I know there are other levels of ‘why’ too – the ‘why me?’ level, and the existential level of whether there is any higher purpose in the fact that someone is on the spectrum. I don’t think this blog will deal with such questions, because I don’t really see it in those terms. Not that I don’t think in spiritual terms – I have a strong faith in God, and I do think a lot about spiritual things, but I don’t see it in terms that God specifically chose for me to have Aspergers for a particular reason. I just see it that he makes everyone different, and that each person has their own particular strengths and challenges, and that given a situation is what it is, it is up to me to make the best of it, and find strategies.

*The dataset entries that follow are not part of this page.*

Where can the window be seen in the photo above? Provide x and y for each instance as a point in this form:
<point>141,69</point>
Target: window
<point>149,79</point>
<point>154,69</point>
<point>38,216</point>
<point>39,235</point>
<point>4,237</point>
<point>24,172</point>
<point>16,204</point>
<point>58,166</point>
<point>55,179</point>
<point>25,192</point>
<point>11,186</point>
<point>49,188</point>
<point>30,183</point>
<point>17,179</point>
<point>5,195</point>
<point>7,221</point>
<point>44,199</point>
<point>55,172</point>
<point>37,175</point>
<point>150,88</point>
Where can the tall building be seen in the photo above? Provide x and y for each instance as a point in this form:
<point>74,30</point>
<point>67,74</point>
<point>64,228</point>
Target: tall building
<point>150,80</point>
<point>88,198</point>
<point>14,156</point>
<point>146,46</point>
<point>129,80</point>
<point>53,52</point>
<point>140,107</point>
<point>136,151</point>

I actually don’t see Aspergers as an innately bad thing – it’s who I am and I like who I am. I would like to have better organisational skills, and I wish I didn’t become dizzy under fluorescent lights, but I enjoy my focus on detail and my quirky perspective on life. You know, I lined my toys up as a child, I spent hours looking at books that had pictures of all the types of flowers, or trees, and I memorised huge chunks from movies – all these ‘symptoms’ of Aspergers – and I enjoyed every moment! Those things are really not the same kind of ‘symptoms’ as, say, getting unpleasant blisters with chicken pox! I did also find people very confusing, found school pointless, got into trouble because I spoke to teachers as if they were my equal, and would easily get very angry and confused and upset. So my childhood was a mix of good and bad. But then I see life as a mix of good and bad, and the older I get, the more I see this is the same for everyone, and I really don’t feel disadvantaged. Well, in some areas, I am at a disadvantage, but then in other areas, I’m at an advantage.

However, I am very aware that the majority of people don’t really understand what it’s like to be on the autistic spectrum. An advantage that neurotypical people have is that they are the default – the norm – to which the world is catered, and by whom the world is interpreted. So I’d like to be able to explain what it’s like to be on the spectrum, from my perspective, just as other people on the spectrum explain it from theirs. I’d like to be one of the Asperger voices explaining what it’s like from the inside.